L'auteur poursuit avec un exemple édifiant : lors de l'invasion gauloise (390 av. J.-C.), le Romain Lucius Albinius, qui emmène loin des hostilités sa femme et ses enfants, les fait descendre de son chariot : il lui paraît plus important d'y faire monter les vestales et les objets sacrés qu'elles tentent de mettre à l'abri.
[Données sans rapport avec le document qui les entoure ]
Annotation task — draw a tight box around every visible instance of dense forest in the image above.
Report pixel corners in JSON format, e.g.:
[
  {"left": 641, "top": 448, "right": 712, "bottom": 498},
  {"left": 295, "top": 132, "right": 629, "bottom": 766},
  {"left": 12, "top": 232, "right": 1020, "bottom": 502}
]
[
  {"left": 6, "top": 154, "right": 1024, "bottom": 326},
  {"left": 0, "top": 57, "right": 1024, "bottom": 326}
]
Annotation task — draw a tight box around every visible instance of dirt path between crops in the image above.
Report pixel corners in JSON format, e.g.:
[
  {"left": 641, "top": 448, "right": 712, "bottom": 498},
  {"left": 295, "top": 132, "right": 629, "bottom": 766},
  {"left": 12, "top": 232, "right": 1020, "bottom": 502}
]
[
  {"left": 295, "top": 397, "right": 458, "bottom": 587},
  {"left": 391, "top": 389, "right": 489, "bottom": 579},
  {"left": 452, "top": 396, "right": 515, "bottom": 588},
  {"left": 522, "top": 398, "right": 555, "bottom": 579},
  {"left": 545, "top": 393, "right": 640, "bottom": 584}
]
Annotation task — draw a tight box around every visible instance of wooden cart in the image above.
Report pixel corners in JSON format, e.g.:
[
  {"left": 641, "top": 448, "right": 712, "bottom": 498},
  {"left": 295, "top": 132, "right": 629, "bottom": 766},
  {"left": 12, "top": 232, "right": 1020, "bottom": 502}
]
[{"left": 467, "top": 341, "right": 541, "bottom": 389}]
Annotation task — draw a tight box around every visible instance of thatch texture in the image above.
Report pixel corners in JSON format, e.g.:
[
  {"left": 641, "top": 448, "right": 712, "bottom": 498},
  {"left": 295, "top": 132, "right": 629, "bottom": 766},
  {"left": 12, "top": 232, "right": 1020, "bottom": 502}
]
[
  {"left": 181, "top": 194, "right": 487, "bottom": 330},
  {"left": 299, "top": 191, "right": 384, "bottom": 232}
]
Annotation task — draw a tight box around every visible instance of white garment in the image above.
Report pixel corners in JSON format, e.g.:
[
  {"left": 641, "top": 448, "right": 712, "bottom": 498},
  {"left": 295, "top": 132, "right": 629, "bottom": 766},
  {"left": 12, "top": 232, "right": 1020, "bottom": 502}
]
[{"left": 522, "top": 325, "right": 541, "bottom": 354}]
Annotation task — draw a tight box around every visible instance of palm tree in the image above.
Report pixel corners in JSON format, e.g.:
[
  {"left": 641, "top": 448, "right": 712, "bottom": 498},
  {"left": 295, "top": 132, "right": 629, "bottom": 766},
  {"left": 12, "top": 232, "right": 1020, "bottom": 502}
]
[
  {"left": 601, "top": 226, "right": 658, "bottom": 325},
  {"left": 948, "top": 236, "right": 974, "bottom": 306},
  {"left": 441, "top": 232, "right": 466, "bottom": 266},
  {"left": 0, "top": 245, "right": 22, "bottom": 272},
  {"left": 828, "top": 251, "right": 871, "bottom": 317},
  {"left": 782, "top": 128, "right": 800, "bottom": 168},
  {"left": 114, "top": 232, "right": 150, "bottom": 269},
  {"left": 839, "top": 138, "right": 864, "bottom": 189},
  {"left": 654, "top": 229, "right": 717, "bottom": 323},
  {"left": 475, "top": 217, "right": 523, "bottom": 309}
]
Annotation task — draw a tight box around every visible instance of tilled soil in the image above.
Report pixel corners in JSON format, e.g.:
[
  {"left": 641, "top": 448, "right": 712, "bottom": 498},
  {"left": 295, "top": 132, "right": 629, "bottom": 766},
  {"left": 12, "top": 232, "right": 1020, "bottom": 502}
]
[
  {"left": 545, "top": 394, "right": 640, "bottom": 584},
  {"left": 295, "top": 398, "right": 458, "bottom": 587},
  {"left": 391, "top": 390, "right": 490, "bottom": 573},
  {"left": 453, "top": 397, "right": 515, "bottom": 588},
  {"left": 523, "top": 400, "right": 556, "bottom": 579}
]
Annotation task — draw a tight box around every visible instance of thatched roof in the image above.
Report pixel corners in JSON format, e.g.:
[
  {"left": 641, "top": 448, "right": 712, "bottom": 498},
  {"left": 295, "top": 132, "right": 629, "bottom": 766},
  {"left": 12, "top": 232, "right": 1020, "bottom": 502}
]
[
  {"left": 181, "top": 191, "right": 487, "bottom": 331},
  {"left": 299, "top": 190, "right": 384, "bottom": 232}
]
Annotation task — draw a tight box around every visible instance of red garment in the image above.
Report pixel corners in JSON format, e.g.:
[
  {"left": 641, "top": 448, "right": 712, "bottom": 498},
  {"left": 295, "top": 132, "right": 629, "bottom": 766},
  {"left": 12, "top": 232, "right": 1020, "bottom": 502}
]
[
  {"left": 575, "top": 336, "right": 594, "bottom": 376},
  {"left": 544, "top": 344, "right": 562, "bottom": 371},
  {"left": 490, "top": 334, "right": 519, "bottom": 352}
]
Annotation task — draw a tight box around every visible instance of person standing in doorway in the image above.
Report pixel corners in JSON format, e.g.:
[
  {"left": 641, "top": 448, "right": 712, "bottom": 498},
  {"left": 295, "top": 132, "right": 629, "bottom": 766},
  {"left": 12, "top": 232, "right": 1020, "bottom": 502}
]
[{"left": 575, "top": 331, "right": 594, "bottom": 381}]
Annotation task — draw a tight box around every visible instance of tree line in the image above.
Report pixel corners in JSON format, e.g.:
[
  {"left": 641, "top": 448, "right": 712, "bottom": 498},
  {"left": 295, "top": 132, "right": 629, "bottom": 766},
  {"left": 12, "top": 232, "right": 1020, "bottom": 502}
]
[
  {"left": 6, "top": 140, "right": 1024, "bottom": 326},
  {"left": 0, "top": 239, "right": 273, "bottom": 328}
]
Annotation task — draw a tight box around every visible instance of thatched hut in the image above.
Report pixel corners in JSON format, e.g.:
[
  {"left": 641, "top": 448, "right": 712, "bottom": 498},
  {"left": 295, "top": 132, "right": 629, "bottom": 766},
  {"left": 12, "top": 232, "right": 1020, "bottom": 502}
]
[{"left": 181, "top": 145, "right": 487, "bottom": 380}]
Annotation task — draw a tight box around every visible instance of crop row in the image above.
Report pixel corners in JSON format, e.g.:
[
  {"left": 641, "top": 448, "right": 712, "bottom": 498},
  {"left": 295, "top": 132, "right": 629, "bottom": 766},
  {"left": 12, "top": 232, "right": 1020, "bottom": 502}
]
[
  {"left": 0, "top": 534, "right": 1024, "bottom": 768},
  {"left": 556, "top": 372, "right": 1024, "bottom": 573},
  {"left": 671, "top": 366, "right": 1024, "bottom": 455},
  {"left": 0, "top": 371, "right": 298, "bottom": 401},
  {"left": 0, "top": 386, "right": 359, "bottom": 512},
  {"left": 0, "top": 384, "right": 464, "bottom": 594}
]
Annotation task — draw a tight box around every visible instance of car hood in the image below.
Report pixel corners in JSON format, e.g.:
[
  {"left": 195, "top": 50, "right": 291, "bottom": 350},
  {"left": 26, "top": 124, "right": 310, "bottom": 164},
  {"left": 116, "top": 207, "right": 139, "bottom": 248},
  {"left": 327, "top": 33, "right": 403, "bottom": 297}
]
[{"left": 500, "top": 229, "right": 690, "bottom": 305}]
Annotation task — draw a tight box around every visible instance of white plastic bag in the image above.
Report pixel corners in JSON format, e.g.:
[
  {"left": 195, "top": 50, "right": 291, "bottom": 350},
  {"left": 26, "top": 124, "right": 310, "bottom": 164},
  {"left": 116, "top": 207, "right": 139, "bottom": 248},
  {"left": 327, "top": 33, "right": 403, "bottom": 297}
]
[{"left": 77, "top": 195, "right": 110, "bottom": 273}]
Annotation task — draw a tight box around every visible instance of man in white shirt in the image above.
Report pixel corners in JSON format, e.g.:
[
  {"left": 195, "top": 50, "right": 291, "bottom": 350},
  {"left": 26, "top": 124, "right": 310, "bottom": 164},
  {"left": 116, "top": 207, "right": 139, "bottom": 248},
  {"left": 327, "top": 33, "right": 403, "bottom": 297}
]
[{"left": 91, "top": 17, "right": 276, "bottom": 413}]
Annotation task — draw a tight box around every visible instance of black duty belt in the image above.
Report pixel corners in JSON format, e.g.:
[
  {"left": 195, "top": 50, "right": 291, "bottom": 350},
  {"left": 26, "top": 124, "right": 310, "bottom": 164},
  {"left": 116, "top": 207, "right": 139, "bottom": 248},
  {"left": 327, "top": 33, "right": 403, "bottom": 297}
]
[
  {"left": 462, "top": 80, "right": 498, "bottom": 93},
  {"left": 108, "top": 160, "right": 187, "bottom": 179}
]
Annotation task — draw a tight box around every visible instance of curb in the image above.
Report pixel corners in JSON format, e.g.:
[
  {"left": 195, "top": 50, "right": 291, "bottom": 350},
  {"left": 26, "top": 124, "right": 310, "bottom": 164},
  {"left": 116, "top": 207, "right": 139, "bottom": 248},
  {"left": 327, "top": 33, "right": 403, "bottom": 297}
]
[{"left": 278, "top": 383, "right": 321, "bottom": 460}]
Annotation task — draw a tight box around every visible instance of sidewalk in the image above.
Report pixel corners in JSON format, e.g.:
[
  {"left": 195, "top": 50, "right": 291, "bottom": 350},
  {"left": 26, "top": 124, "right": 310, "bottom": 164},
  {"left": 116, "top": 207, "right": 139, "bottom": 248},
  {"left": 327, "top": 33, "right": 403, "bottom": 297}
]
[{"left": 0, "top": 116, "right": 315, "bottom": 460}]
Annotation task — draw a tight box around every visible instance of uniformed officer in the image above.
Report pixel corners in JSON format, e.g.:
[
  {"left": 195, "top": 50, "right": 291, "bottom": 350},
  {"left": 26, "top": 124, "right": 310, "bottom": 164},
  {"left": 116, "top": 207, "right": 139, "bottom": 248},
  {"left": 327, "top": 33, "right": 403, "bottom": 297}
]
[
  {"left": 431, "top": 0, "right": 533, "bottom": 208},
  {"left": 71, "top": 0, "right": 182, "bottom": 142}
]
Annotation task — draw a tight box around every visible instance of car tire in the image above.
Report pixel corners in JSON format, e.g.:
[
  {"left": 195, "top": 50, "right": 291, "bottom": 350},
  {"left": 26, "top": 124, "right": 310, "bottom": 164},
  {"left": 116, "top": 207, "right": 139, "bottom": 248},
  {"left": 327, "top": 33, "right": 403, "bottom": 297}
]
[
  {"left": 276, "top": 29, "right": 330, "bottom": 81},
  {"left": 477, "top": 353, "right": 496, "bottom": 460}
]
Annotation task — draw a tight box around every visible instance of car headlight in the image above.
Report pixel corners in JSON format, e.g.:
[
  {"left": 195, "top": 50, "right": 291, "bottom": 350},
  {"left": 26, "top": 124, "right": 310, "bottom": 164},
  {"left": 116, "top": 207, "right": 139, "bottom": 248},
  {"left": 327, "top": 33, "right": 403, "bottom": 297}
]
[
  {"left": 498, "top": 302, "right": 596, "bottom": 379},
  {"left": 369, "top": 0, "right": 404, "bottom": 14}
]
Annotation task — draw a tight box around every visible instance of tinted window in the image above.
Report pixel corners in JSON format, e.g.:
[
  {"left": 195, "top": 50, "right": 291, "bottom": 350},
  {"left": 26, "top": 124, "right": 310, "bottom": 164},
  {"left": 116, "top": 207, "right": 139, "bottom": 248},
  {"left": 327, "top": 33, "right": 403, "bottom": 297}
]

Cela dit, il y a fort à parier que les présages ressemblaient parfois aux auberges espagnoles. Jules César possède un cheval dont les sabots sont fendus en forme de pied humain. Les haruspices annoncent alors que c'est là un présage de la grandeur future de son maître. César ordonne qu'on s'occupe de l'animal avec le plus grand soin et, par la suite, il en fait même ériger une statue devant le temple de Vénus Genitrix. Le même César, quand l'haruspice lui déclare que les présages sont funestes parce que la victime n'a pas de cœur, ne déclare-t-il pas : « Ils seront favorables quand je le voudrai, et l'on ne doit pas regarder comme un prodige le fait qu'une bête manque de cœur. » En d'autres termes, « Aide-toi, le ciel cédera. »
On distingue les auspices majeurs (auspicia majora), réservés aux consuls, préteurs et censeurs, et les auspices mineurs (auspicia minora), réservés aux édiles, questeurs et tribuns ; parce qu'on appelle ceux-là grands magistrats et ceux-ci petits magistrats. Jusqu'en 301 av. J.-C., seuls les patriciens peuvent être augures. L'augure a une fonction de consultant, tandis que le magistrat effectue la prise d'auspices.
Voir aussi : Haruspices, prodige
Sur la dignité d'augure
Pline le Jeune, qui vient d'être promu à la dignité d'augure, écrit à son ami Maturus Arrianus.
Vous vous réjouissez avec moi de ma promotion à la dignité d'augure, et vous avez raison. D'abord, il est toujours glorieux d'obtenir, même dans les moindres choses, l'approbation d'un prince aussi sage que le nôtre. Ensuite, ce sacerdoce, respectable par sa sainteté et par l'ancienneté de son institution, est encore consacré par un autre caractère ; c'est qu'il ne se perd qu'avec la vie. Il est d'autres sacerdoces, dont les prérogatives sont à peu près égales, mais qui peuvent s'ôter, comme ils se donnent : sur celui-ci, la fortune ne peut rien, que le donner. Ce qui me le rend encore plus agréable, c'est d'avoir succédé à Julius Frontinus, homme d'un rare mérite : à chaque élection, depuis plusieurs années, il me donnait son suffrage, et paraissait, par là, me désigner pour son successeur : l'événement a été si bien d'accord avec ses vœux, qu'il ne semble pas que le hasard s'en soit mêlé. Mais ce qui vous plaît davantage, si j'en crois votre lettre, c'est que Cicéron fut augure : vous me voyez avec joie marcher dans la carrière des honneurs, sur les traces d'un homme que je voudrais suivre dans celle des sciences. Plût au ciel qu'après être parvenu, beaucoup plus jeune que lui, au consulat et au sacerdoce, je pusse, au moins dans ma vieillesse, posséder une partie de ses talents ! Mais les grâces dont les hommes disposent, peuvent bien venir jusqu'à moi et jusqu'à d'autres ; celles qui dépendent des dieux, il est difficile de les acquérir, et il y a trop de présomption à se les promettre. Adieu.